Tuesday, September 29, 2009

"We are running out of time"

  This article in Yale e360 ,is an interesting read. It talks about safe operating zone for humans and how we have crossed them in three out nine instances

“..if we keep pushing the planet this way, we will cause sudden, irreversible damage to the systems that made human civilization possible in the first place. …..journal Nature, Rockstrom and 27 of his fellow environmental scientists argue that we have to conceive of many tipping points at once. They propose that humans must keep the planet in what they call a “safe operating space,” inside of which we can thrive. If we push past the boundaries of that space — by wiping out biodiversity, for example, or diverting too much of the world’s freshwater — we risk catastrophe

 

Without  GPS ..whew!!

 

Unfortunately, the authors of the Nature paper maintain, we’ve already started pushing out beyond these boundaries…..“We’re sitting on top of a mesa right now, and we’re driving  around, but we don’t have our lights on and we don’t even have a map,” says Jonathan Foley, a co-author of the new study and the director of the University of Minnesota’s Institute on the Environment. “That’s a dangerous way to move around.”

     

Optimism!?  Some people keep saying that.  I’m no expert, but as I understand it, Chlorofluorocarbons was a mole while CO2 is this big mountain  of a problem!  I personally cannot understand how people can be optimistic with the success of Montreal protocol. CO2 is a whole other beast challenging international relationship management to the core! This is unlike any challenge mankind has seen before! I don’t feel optimistic at all. (We’ll see  what happens in Copenhagen)

 

While the paper makes for a sobering read, its authors think we should also find some cause for optimism in it. Humanity nearly crossed another threshold by destroying the ozone layer with chlorofluorocarbons.
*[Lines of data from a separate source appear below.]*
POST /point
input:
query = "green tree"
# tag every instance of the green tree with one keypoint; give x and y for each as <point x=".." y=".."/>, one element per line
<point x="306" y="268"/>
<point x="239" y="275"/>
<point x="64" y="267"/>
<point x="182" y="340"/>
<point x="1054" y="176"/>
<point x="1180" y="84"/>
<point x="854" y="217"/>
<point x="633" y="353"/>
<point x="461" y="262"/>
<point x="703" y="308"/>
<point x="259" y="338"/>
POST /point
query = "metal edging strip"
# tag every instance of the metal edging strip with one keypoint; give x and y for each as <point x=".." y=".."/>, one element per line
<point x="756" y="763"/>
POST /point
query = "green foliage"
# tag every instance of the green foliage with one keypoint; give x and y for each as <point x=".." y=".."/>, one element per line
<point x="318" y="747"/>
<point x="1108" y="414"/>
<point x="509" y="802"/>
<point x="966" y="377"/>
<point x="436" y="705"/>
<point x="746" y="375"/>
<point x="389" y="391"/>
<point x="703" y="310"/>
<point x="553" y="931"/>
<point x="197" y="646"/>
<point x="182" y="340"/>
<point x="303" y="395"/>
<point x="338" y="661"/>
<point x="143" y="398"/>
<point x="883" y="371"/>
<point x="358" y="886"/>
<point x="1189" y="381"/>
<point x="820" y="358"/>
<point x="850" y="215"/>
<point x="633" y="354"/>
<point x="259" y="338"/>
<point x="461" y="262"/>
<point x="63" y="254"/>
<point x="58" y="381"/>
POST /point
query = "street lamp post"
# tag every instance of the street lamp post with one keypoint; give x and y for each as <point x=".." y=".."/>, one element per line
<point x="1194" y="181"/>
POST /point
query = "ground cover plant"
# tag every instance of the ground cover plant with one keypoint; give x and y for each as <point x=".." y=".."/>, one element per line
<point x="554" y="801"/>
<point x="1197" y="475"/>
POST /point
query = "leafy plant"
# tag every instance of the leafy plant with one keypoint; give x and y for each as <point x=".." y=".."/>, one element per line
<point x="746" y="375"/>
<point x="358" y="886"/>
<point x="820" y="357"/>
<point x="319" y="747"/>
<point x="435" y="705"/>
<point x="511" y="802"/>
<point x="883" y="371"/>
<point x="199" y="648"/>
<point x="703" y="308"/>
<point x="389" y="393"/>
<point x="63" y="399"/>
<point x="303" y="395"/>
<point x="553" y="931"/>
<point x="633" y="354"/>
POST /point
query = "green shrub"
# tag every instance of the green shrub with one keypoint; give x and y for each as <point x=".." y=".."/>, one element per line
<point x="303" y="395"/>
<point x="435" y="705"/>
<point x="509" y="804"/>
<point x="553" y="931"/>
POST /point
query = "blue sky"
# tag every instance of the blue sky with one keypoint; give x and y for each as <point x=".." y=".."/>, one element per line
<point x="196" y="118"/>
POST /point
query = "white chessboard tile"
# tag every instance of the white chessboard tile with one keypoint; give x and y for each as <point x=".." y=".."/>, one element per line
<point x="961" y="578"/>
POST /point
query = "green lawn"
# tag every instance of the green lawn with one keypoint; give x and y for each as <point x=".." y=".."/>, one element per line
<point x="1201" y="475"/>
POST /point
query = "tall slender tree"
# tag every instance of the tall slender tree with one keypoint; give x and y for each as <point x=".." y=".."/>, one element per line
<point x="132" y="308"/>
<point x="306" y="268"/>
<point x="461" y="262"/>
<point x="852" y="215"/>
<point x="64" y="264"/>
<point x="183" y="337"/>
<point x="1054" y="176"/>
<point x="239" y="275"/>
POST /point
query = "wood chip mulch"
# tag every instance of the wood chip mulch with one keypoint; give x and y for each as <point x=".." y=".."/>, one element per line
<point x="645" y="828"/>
But we recognized the crisis in time and banned chlorofluorocarbons, allowing the ozone layer to slowly recover..”

 

In another article, Greenland ice sheet and the Antarctica are melting faster than expected,  as published  in Nature journal.  As reported by e360,   it is now clear to scientists that a self feeding phenomenon has begun

 

  “confirm concerns among some climate scientists that the accelerating rate of ice sheet melting has become a self-feeding phenomenon — essentially, the more the ice melts, the more the water near the ice sheets causes more melting. “The question is how far will it run?” said Hamish Pritchard of the British Antarctic Survey and lead author of the study

 

I wonder how close this gets us to the climate change threshold?

 

   “It’s more widespread than we previously thought” says Hamish Pritchard.  My thoughts exactly!